La semaine a été riche en élans moraux, en propos émancipateurs, mais aussi en dilemmes éthiques. La France veut se doter d'une loi contre «les propos discriminatoires à caractère sexiste ou homophobe», le Conseil suisse de la presse a tancé un éditeur qui prenait de l'influence sur sa rédaction, le Tribunal fédéral a condamné deux automobilistes qui s'étaient livrés à une course au milieu d'un village pour homicide avec préméditation, le «tricheur de Candolle» a été gracié par le ministre de l'éducation cantonale, et l'Association du barreau américain pense à sanctionner les juristes gouvernementaux qui ont concocté le commentaire justifiant la torture dans la lutte contre le terrorisme. Ajoutons les deux textes parus dans ce journal sur la question de savoir si l'on naît tortionnaire ou si on le devient.

Quelques cas me semblent simples, telle une attitude ferme contre des lycéens qui trichent. Les règles sont claires, l'individu qui aspire à une position privilégiée dans la société doit prouver son aptitude – et avoir un caractère sincère, droit. Que le Tribunal fédéral condamne des gens qui risquent la vie d'autrui par simple plaisir me semble juste aussi, ce n'est pas de la simple négligence, mais de la préméditation éventuelle. Que le deuxième automobiliste écope d'une peine identique, même si lui n'a pas causé de mort, satisfait mon désir de justice. En tant que cycliste, je me suis fait ma religion depuis longtemps: un automobiliste qui me dépasse à 10 cm du guidon prend le risque qu'un coup de vent, que la marge accidentée de la route puissent me tuer. Il joue à la roulette russe à mes dépens.
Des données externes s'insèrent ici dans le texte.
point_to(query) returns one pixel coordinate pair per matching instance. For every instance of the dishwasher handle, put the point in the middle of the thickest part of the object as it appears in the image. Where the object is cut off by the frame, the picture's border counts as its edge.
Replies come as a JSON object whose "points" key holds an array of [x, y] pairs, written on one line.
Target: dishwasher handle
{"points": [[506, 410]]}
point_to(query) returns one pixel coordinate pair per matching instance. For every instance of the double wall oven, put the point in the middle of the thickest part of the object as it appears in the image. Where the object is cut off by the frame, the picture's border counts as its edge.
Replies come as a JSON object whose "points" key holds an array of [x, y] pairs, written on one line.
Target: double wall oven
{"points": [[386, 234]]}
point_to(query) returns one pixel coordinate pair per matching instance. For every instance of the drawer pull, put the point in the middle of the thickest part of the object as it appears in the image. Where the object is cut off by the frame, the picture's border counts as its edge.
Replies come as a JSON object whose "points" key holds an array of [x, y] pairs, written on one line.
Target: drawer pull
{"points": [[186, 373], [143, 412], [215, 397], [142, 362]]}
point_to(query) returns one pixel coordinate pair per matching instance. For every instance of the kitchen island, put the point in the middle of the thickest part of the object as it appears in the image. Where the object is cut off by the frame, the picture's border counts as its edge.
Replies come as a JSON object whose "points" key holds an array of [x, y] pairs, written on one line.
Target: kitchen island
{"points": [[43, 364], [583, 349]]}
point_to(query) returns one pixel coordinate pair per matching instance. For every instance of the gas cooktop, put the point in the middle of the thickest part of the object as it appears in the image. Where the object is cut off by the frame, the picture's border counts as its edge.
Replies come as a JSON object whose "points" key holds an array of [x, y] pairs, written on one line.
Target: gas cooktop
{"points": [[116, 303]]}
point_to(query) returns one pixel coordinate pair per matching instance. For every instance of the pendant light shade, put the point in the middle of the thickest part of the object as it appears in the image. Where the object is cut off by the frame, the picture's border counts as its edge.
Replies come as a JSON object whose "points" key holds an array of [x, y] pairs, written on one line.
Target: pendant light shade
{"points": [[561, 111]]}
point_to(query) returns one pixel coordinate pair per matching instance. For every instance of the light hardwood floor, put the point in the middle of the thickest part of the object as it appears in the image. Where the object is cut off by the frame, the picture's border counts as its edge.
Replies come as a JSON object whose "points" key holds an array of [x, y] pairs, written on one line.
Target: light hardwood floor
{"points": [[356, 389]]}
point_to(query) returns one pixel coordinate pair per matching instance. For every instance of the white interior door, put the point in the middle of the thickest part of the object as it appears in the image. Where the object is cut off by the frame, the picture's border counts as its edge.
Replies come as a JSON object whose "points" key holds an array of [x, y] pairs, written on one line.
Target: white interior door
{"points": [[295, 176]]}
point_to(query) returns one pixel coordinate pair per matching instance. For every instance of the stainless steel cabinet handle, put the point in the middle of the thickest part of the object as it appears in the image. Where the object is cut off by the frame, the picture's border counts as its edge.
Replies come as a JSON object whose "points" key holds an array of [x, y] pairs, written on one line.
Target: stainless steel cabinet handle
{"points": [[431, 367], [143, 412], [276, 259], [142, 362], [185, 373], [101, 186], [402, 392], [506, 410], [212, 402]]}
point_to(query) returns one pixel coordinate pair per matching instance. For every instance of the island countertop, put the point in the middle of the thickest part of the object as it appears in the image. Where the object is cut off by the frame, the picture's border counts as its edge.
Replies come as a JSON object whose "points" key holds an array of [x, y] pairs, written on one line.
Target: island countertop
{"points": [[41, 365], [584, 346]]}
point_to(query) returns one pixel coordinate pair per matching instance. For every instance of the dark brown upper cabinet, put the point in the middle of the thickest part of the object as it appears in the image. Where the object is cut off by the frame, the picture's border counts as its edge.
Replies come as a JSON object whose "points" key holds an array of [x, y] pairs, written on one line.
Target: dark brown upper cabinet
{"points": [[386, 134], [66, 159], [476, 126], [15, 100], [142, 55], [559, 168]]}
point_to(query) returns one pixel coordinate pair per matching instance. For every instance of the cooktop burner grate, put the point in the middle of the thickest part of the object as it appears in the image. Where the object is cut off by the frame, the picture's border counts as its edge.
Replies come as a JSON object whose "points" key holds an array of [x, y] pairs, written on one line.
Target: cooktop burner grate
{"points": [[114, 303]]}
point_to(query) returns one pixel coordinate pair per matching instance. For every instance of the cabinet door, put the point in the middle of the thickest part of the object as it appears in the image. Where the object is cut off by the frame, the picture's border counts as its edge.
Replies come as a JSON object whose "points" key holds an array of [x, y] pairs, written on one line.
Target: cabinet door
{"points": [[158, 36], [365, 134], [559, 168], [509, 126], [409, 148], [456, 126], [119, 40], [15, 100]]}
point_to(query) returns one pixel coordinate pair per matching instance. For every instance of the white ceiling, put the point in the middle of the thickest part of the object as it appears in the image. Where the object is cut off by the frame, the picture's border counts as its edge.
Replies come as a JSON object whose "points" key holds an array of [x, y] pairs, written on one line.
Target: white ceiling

Les sanctions du barreau américain contre les juristes à la botte du gouvernement se basent sur la différence à maintenir entre les droits fondamentaux immuables et une politique de circonstance – tout à fait nécessaire – contre le terrorisme. Les deux articles très méritoires, dans Le Temps, s'interrogeant sur l'origine des velléités tortionnaires des individus couvrent l'évolution de mon anthropologie personnelle. Ma foi d'enfant rendait tout le monde responsable de son libre choix si l'on tombait du bon ou du mauvais côté, le péché originel excusant un tout petit peu les faiblesses que la rédemption ensuite effaçait. Adepte du mouvement de 68, je pensais que la société et ses contraintes façonnaient et expliquaient bien des comportements individuels. On devient donc tortionnaire. Des réflexions ultérieures, l'expérience plus longue des faits sociaux et, finalement, la forte empreinte génétique que je crois observer chez mes propres enfants me font pencher aujourd'hui vers la thèse que tout le monde est – aussi – tortionnaire. Mais il ne l'est pas forcément, à trois conditions. Il faut inculquer des principes, la société doit éviter des états de première nécessité qui transforment les hommes en loups, et tout le monde doit avoir le courage civique d'intervenir.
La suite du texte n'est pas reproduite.